O Ouvidor fechou o livro, ergueu-se e retirou-se. Logo depois chegou o sacerdote e Terêncio comunicou o pedido para a construção de uma igreja e o ofício permanente de um padre.

- Naturalmente, vamos estudar o assunto. Respondeu o bispo, com um sorriso benevolente.

Em seguida ficou sério, inclinou o rosto para Terêncio e perguntou em tom confidencial:

- Tens rezado regularmente?

- Sim senhor bispo, todos os dias...

- Sabe se existe algum pecador neste arraial?

Indeciso, Terêncio trocou um olhar com Matias e voltou a encarar o sacerdote.

- Não sei...

O bispo sacudiu a cabeça e virou-se para Matias.

- E vós, sois tementes a Deus? Segues as leis divinas?

- Com certeza!

- Conhece alguém deste povoado que vive em pecado?

- Todos são católicos, cristãos e possuem seu oratório doméstico. Estamos construindo uma igreja e precisamos de um padre...

- O clérigo será providenciado, mas tens certeza de que não há nenhum feiticeiro neste povoado? Insistiu o bispo. Matias sentiu-se incomodado.

- Todos são cristãos, pessoas honestas, trabalhadoras. Tem o Acácio Capenga que quando bebe canha fica aluado. Mas é um bom rapaz...

- Qual é a ocupação dele?

- Bem... Acácio ajuda quem precisa...

- É casado?

- Não.

- Tem família?

- Vive sozinho.

- Já o ouviu blasfemar?

- É um rapaz honesto, mas quando bebe se irrita com a própria sombra e não tem dó dos animais...

- Onde está ele? Perguntou o bispo. Matias vacilou confuso. Não sabia qual era o interesse do sacerdote em querer saber quem eram os pecadores. A expressão dele era ameaçadora e Matias viu-se obrigado a responder.

- Deve estar na cabana onde mora, no fim da rua.

O bispo conversou com um soldado e o homem se afastou em seguida. Dom Roque voltou-se para o povo na praça e elevou o tom de voz.

- Meu nome é Roque, Dom Roque Carnaúba, padre inquisidor, visitador destas províncias a fim de julgar a penitenciar os hereges. Quem de vós tiver visto ou ouvido falar de alguém que vive sem fé, pratica feitiçarias, seja adultero, sodomita, blasfemador, que formalize agora a acusação diante deste que vos fala, representante legal da Santa Igreja.

Roque voltou-se para Matias e Terêncio, confidenciando:- Antes de um padre cá chegar, é necessário castigar os pecadores e purificar suas almas.

Matias e Terêncio olharam-se confusos. O soldado retornou, segurando Acácio por um braço. De cabelos revoltos e roupas desleixadas, o rapaz exibia uma expressão de injúria.

- Como te chamas? Perguntou Roque.

- Acácio foi o nome que minha mãe me deu, mas meu pai...

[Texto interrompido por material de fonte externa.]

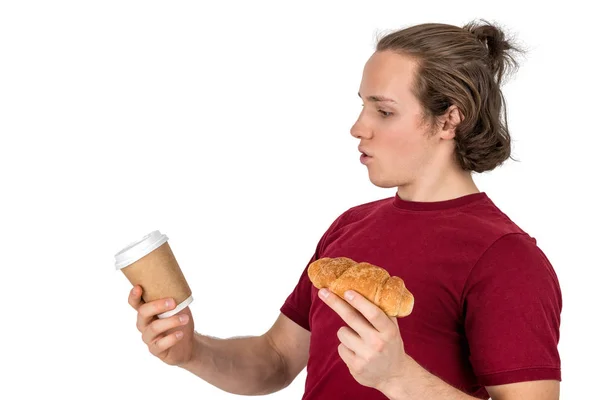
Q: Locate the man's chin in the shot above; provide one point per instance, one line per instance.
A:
(381, 182)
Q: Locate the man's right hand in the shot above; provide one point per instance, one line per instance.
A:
(161, 335)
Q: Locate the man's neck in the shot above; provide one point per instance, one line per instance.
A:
(450, 185)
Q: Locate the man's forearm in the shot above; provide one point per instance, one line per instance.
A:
(241, 365)
(419, 384)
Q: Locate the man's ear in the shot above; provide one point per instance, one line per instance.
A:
(450, 120)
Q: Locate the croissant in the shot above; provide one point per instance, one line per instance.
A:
(340, 274)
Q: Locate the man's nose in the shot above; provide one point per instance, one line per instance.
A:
(358, 130)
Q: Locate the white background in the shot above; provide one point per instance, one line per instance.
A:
(226, 126)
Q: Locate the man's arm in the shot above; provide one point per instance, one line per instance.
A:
(417, 383)
(257, 365)
(542, 390)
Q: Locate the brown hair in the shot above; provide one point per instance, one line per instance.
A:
(464, 66)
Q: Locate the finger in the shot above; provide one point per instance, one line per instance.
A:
(370, 311)
(135, 297)
(160, 326)
(352, 341)
(164, 343)
(148, 311)
(348, 313)
(347, 355)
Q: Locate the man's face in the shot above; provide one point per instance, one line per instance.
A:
(393, 133)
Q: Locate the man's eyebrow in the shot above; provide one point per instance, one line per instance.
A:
(378, 98)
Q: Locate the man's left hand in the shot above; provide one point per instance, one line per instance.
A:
(371, 345)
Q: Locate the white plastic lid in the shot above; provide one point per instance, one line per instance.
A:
(179, 307)
(138, 249)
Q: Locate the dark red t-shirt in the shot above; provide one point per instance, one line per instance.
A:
(487, 300)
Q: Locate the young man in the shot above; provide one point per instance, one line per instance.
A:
(487, 301)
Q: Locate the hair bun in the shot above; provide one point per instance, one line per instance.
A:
(496, 44)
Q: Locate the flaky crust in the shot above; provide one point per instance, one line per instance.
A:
(341, 273)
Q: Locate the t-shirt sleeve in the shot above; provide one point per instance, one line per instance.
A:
(297, 305)
(512, 304)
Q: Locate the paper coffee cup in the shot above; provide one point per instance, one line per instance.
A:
(150, 263)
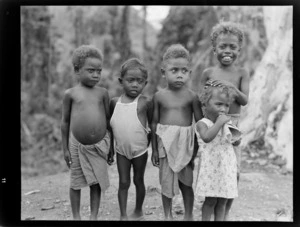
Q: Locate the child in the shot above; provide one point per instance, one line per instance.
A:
(172, 130)
(131, 114)
(217, 176)
(85, 139)
(227, 39)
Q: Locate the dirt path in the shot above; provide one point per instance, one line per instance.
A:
(261, 196)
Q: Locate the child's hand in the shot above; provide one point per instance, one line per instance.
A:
(222, 119)
(67, 157)
(155, 159)
(221, 83)
(110, 158)
(192, 163)
(236, 143)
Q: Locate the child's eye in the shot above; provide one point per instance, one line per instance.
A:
(140, 81)
(184, 71)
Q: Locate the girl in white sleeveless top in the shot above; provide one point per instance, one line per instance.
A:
(131, 114)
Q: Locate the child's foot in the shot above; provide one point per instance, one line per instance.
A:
(123, 218)
(226, 217)
(93, 217)
(138, 216)
(188, 218)
(168, 218)
(76, 217)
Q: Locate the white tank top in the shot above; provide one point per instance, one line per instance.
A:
(130, 136)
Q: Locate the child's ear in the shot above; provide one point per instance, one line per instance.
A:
(214, 50)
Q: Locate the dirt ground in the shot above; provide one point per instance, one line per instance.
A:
(263, 196)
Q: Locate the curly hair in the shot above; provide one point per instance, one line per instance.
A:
(227, 28)
(206, 93)
(133, 63)
(176, 51)
(82, 53)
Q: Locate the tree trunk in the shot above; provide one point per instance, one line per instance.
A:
(125, 43)
(145, 49)
(267, 119)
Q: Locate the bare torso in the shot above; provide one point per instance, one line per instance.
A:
(88, 115)
(233, 76)
(175, 107)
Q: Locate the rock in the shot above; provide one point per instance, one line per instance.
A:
(31, 192)
(262, 162)
(272, 156)
(148, 212)
(153, 189)
(48, 207)
(30, 218)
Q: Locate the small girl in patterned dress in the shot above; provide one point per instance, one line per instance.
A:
(217, 180)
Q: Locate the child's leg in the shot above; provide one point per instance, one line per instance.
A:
(123, 165)
(237, 152)
(167, 205)
(75, 203)
(188, 200)
(95, 194)
(208, 208)
(220, 209)
(139, 165)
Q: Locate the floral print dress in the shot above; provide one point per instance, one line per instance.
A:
(217, 175)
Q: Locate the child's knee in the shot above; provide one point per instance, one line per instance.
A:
(138, 181)
(124, 185)
(222, 201)
(210, 201)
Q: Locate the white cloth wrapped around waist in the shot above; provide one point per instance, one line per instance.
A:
(178, 142)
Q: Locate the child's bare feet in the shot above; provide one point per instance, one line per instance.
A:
(93, 217)
(137, 215)
(123, 218)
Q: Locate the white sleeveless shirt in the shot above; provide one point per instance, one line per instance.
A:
(130, 136)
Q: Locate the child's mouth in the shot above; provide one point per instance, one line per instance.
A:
(226, 58)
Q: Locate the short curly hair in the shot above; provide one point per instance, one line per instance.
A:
(82, 53)
(133, 63)
(176, 51)
(206, 93)
(227, 27)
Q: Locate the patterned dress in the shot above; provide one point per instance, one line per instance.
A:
(217, 175)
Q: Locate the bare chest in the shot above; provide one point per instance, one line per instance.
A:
(233, 77)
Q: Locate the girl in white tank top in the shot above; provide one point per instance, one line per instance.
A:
(130, 135)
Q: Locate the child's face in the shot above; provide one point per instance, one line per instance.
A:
(133, 82)
(90, 73)
(219, 103)
(227, 48)
(177, 72)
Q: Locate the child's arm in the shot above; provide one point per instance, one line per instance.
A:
(110, 157)
(204, 77)
(111, 153)
(65, 126)
(106, 107)
(197, 115)
(197, 108)
(149, 117)
(208, 134)
(154, 158)
(242, 92)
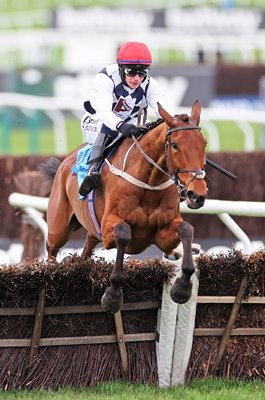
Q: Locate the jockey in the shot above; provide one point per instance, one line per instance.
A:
(117, 93)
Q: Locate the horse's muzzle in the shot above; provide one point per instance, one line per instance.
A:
(194, 200)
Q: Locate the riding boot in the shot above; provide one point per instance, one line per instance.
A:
(91, 181)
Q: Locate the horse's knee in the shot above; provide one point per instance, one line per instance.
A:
(122, 233)
(185, 230)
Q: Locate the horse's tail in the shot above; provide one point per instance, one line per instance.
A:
(49, 168)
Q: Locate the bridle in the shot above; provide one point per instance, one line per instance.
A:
(196, 173)
(173, 175)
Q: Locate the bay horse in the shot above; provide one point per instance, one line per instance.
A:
(137, 202)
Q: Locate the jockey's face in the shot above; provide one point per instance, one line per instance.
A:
(134, 81)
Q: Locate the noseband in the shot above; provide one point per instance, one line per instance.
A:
(196, 173)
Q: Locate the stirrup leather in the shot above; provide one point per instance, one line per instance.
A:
(90, 182)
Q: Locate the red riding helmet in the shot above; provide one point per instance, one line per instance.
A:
(134, 53)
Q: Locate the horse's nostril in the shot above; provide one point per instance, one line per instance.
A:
(192, 196)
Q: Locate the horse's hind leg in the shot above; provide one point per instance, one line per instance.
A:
(181, 290)
(112, 299)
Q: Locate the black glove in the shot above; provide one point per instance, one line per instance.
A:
(128, 130)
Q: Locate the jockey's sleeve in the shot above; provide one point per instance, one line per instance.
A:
(101, 100)
(156, 94)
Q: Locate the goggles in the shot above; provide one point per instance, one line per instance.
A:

- Pelo que vejo não tens nenhum defeito físico!...

- O que está acontecendo? Perguntou o rapaz olhando ao redor.- Uma festa?

O bispo olhou-o da cabeça aos pés.

- És acusado de maltratar os animais, de blasfemar, de ser preguiçoso. Tens rezado e pedido perdão pelos teus pecados?

- Não tenho tempo para isso. Respondeu Acácio com ar de tédio. Dom Roque começou a ficar impaciente.

- Me disseram que zombas das pessoas e que maltratas os animais. É verdade?

- Eles reclamaram? Gatos e cachorros são inúteis!...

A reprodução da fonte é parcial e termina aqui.